Normal Distribution / Bell Curve
The normal distribution is a statistical process that leads to the well-known graphical representation of a bell curve, with a meaningful central “average” and increasingly rare standard deviations from that average when correctly sampled. (The so-called “central limit” theorem.) Well-known examples include human height and weight, but it’s just as important to note that many common processes, especially in non-tangible systems like social systems, do not follow the normal distribution.
Power Laws
One of the most common processes that does not fit the normal distribution is that of a power law, which is a functional relationship between two quantities, where a relative change in one quantity results in a proportional relative change in the other quantity, independent of the initial size of those quantities: one quantity varies as a power of another. For instance, considering the area of a square in terms of the length of its side, if the length is doubled, the area is multiplied by a factor of four. Another example: the Richter scale describes the power of earthquakes on a power-law distribution scale: an 8 is 10x more destructive than a 7, and a 9 is 10x more destructive than an 8. The central limit theorem does not apply and the average earthquake stenght is not the strength that occurs most frequently (mean≠mode). This is true of all power-law distributions.
Regression to the mean
In a normally distributed system, long deviations from the average will tend to return to that average with an increasing number of observations: the so-called Law of Large Numbers. We are often fooled by regression to the mean, as with a sick patient improving spontaneously around the same time they begin taking an herbal remedy, or a poorly performing sports team going on a winning streak. We must be careful not to confuse statistically likely events with causal ones.
-Don’t confuse with Gambler’s Fallacy (GF). RM is applied over a large amount of data/trials, where the GF is concerned with the next trial. RM describes what has already taken place while GF attempts to predict the future based on an expected average, and past results.
Order of Magnitude
In many, perhaps most systems, quantitative description down to a precise figure is either impossible or useless (or both). For example, estimating the distance between our galaxy and the next one over is a matter of knowing not the precise number of miles, but how many zeroes are after the 1. Is the distance about 1 million miles or about 1 billion? This thought habit can help us escape useless precision.

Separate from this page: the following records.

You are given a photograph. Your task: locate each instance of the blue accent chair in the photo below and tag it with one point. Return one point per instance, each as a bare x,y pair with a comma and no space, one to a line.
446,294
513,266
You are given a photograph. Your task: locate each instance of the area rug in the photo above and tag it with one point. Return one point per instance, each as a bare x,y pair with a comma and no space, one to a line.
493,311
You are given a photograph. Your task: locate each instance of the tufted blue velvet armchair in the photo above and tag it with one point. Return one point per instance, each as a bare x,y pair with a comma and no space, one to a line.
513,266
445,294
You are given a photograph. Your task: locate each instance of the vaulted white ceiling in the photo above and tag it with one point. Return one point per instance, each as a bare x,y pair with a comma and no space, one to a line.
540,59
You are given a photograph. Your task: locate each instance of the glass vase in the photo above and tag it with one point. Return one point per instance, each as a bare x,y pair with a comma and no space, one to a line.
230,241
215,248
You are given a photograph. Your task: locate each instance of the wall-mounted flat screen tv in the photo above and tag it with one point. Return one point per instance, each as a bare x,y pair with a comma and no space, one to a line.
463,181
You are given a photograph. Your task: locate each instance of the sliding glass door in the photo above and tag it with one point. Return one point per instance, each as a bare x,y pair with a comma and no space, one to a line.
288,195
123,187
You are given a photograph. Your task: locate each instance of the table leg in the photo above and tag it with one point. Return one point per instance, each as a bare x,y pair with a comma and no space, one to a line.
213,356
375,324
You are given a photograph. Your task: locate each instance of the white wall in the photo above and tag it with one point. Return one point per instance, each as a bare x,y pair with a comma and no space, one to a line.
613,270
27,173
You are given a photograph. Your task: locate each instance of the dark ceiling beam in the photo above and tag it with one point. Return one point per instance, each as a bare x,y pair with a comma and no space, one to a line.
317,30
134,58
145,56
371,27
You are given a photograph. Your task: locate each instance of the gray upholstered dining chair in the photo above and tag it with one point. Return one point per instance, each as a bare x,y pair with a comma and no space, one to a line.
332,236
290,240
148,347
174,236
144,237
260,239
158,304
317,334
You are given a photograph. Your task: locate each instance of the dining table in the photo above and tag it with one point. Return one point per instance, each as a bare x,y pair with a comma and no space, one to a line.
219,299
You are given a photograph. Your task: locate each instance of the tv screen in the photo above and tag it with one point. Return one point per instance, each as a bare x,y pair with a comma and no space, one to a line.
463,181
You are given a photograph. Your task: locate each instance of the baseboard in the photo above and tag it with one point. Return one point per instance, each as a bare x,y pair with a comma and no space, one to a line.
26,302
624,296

Discrete vs. Continuous Data
Discrete data can only take particular values, each being distinct and with no grey area in between. Discrete data can be numeric – like numbers of apples or students in a class – but it can also be categorical – like male or female, different animals, or professions.
Continuous data is not restricted to defined separate values, but can occupy any value over a continuous range. Like with time, space, or length, there is an infinite number of possible data points. (e.g. 1cm, 1.5cm, 1.55cm, 1.555cm etc.)